Clearly, the networks are uninterested in the newest versions of Android. Why? We've just reported that Google will co-brand a tablet and sell it direct, probably for the same reasons it co-branded the Galaxy Nexus with Samsung, but tablets aren't really the same thing. People buy a lot of iPads with 3G and 4G in them, but the vast majority of data traffic on tablets occurs over Wi-Fi, and people don't buy tablets from network providers the way they do phones.
And those network carriers are having no trouble at all selling Android phones running version 2.3, a.k.a. Gingerbread. Why should they make things complicated for themselves by moving up to 4.0 when they're getting all the market share they can handle with the old stuff? Consider the Samsung Galaxy Note available from AT&T for the same crazy pricing as the Galaxy Nexus. I played with this phone at CES in January and it's just gorgeous. The screen is immense, to the point where it's almost a tablet as well, and it would genuinely benefit from the more tablet-oriented Android 4.0. But it's shipping with Gingerbread.

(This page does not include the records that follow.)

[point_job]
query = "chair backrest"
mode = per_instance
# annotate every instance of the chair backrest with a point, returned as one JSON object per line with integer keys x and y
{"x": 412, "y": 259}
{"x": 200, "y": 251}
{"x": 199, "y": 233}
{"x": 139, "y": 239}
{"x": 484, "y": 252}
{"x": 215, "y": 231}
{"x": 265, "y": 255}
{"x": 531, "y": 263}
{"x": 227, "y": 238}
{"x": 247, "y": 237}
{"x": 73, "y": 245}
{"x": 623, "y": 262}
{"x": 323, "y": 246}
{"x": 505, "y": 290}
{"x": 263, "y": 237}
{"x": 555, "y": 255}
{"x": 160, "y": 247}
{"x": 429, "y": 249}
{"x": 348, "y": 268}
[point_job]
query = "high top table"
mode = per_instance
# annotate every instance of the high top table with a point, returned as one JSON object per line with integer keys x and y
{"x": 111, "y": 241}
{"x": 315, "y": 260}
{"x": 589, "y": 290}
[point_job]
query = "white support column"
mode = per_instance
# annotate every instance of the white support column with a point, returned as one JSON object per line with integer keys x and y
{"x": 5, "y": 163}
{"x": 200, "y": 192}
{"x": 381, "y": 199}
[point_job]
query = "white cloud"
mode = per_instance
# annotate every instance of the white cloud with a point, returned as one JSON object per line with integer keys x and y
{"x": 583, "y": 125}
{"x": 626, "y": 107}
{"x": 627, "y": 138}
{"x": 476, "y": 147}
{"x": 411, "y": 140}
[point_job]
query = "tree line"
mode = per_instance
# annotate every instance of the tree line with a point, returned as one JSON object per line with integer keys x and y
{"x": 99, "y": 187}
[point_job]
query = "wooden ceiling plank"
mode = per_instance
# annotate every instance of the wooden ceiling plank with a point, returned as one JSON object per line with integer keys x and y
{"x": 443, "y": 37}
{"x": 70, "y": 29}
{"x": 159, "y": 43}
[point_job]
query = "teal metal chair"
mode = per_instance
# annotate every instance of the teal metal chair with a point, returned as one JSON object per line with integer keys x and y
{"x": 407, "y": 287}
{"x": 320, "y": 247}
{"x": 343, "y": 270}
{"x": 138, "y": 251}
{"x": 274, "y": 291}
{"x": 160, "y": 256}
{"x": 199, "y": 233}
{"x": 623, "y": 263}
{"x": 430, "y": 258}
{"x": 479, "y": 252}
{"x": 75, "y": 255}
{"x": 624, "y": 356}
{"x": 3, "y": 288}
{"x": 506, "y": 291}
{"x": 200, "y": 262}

In fact, when you look at the new features in Ice Cream Sandwich they're pretty cool, but they're all good for the user, not the provider. Looking at it in the most cynical light, there's nothing I see in there that creates new revenue opportunities for Verizon or AT&T.
This is why Google needs to do something to make it worthwhile to the network carriers to move to newer versions of Android. It's not going to happen until Verizon, AT&T, Sprint, and T-Mobile find it in their interest.
There is another possible explanation: It might be that Ice Cream Sandwich is so new it hasn't made it through the test-and-approval cycles at the carriers. I'm a little skeptical of this, but it's possible.
What do you think Google and the carriers should do--if anything? Maybe they should do nothing and Gingerbread is fine.